OK, I don’t want to be too dismissive. But so far, I haven’t seen anything to justify the hype, positive or negative.
Trans Pacific Partnership [1]
Sto ricevendo un po’ di corrispondenza nella quale ci si meraviglia che non stia scrivendo niente sui negoziati per una Trans Pacific Partnership, che molti dei miei corrispondenti e commentatori considerano o come qualcosa di straordinario o come qualcosa di sinistro.
La risposta è che ho qualche difficoltà ad immaginare le ragioni per le quali questo accordo sarebbe particolarmente importante.
La consueta retorica – tra i sostenitori come tra gli oppositori – insiste sulle dimensioni delle economie coinvolte: centinaia di milioni di persone! Il 40 per cento della produzione globale! Ma questo non ci dice molto. Dopo tutto, l’accordo di libero commercio tra la Cina e l’Islanda ha creato una zona di libero scambio con un miliardo e 360 milioni di persone !! Ma solo 360 mila di questi individui vivono in Islanda, e nessuno considera l’intesa un grande tema.
Il gran discorrere sul TPP non è così sciocco. Ma il mio punto di partenza per cose del genere è che le più convenzionali barriere al commercio – tariffe, quote dell’import, e così via – sono già abbastanza basse, cosicché è difficile ottenere grandi effetti dall’abbassarle ulteriormente.
L’accordo attualmente in corso di negoziazione riguarda soltanto 12 paesi, alcuni dei quali hanno già accordi di libero scambio gli uni con gli altri. Si tratta grosso modo, sebbene non esattamente, dello scenario del TPP 11 [2] analizzato da Petri ed altri (disponibile in pdf). Essi sono favorevoli al TPP, e in generale favorevoli alla liberalizzazione, eppure ciononostante non possono fornire grandi stime dei vantaggi di quello scenario – soltanto qualcosa come lo 0,1 del PIL. E quello scenario si basa su un modello di effetti non convenzionali.
Un inciso: un aspetto poco noto della letteratura sulla liberalizzazione degli scambi è che per ottenere un qualche ampio effetto è necessario lasciar cadere l’assunto che i mercati siano altamente competitivi ed efficienti, e considerare invece che ci sono ampie inefficienze che sono riducibili in conseguenza della competizione internazionale. Questo fu il caso delle persone che sostenevano la possibilità di grandi vantaggi nell’Europa del 1992, ed è oggi il caso del TPP. Non sto dicendo che sia sbagliato – il modello di Melitz secondo il quale le imprese inefficienti non vengono liquidate senza una accresciuta competizione esterna è un’ottima cosa. Ma c’è una certa dissonanza con il sentimento generale favorevole al mercato implicito in questo genere di cose.
Per giunta, il 1992 fu una specie di delusione, non è così?

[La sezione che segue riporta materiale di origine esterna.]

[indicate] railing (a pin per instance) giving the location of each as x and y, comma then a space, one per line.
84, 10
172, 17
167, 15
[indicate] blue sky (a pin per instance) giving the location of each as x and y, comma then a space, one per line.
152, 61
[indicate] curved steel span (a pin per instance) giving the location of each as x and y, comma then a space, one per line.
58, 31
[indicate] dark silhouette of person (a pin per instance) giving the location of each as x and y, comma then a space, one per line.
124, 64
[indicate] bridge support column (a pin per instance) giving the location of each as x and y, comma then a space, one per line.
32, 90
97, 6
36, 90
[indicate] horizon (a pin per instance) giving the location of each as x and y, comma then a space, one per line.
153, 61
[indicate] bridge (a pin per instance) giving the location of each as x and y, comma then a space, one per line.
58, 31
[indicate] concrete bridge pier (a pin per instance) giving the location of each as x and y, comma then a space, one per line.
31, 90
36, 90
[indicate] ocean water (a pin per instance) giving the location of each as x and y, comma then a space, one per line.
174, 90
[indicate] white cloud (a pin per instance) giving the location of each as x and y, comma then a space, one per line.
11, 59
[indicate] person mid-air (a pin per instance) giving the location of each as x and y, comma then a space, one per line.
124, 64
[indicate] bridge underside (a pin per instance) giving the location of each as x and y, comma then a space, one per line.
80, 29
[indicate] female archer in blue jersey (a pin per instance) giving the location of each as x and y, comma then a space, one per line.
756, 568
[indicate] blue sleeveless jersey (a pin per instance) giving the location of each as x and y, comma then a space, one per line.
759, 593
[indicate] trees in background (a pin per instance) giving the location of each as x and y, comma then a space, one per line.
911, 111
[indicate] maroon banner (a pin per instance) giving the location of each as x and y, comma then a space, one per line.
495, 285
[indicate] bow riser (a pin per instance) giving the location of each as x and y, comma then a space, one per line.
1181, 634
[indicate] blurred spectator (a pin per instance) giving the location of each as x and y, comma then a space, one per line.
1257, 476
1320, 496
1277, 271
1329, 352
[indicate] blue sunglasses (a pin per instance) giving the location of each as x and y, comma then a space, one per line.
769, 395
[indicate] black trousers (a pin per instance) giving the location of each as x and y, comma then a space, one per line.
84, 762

Per come leggo il problema, per rendere in qualche modo importante il TPP si dovrebbe: a) coinvolgere la Cina, che in questo momento non è al tavolo; b) avere importanti effetti sugli investimenti diretti stranieri. Per essere onesti, il NAFTA sembra avere avuto quegli effetti di cui al punto b) – ma il NAFTA cambiò l’ambiente politico nel Messico in un modo nel quale probabilmente il TPP non farà.
Lo riconosco, non voglio essere troppo liquidatorio. Ma sinora non ho visto niente che giustifichi tutto il battage pubblicitario, positivo o negativo che sia.
[1] Il TPP, nella forma distesa come nel titolo, è un tentativo di accordo commerciale in corso tra le seguenti nazioni: Australia, Brunei, Cile, Canada, Giappone, Malesia, Messico, Nuova Zelanda, Perù, Singapore, Stati Uniti e Vietnam. Ha suscitato molto dibattito e proteste la segretezza di tali trattative; nel novembre del 2013 una copia del capitolo sulle regole di riservatezza dell’accordo è stato pubblicato di Wikileaks.
[2] Il Trans Pacific Partnership ebbe origine nel 2005, come un accordo tra quattro paesi (TPP4) – Brunei, Cile, Nuova Zelanda e Singapore – e si viene via via ampliando a nuove nazioni interessate. Poiché al momento le nazioni coinvolte sono 12, il TPP 1 dovrebbe essere una versione appena precedente. Non mi è chiaro se nel frattempo cambino gli accordi, o più probabilmente si amplino i negoziati che ancora non hanno prodotto un esito finale.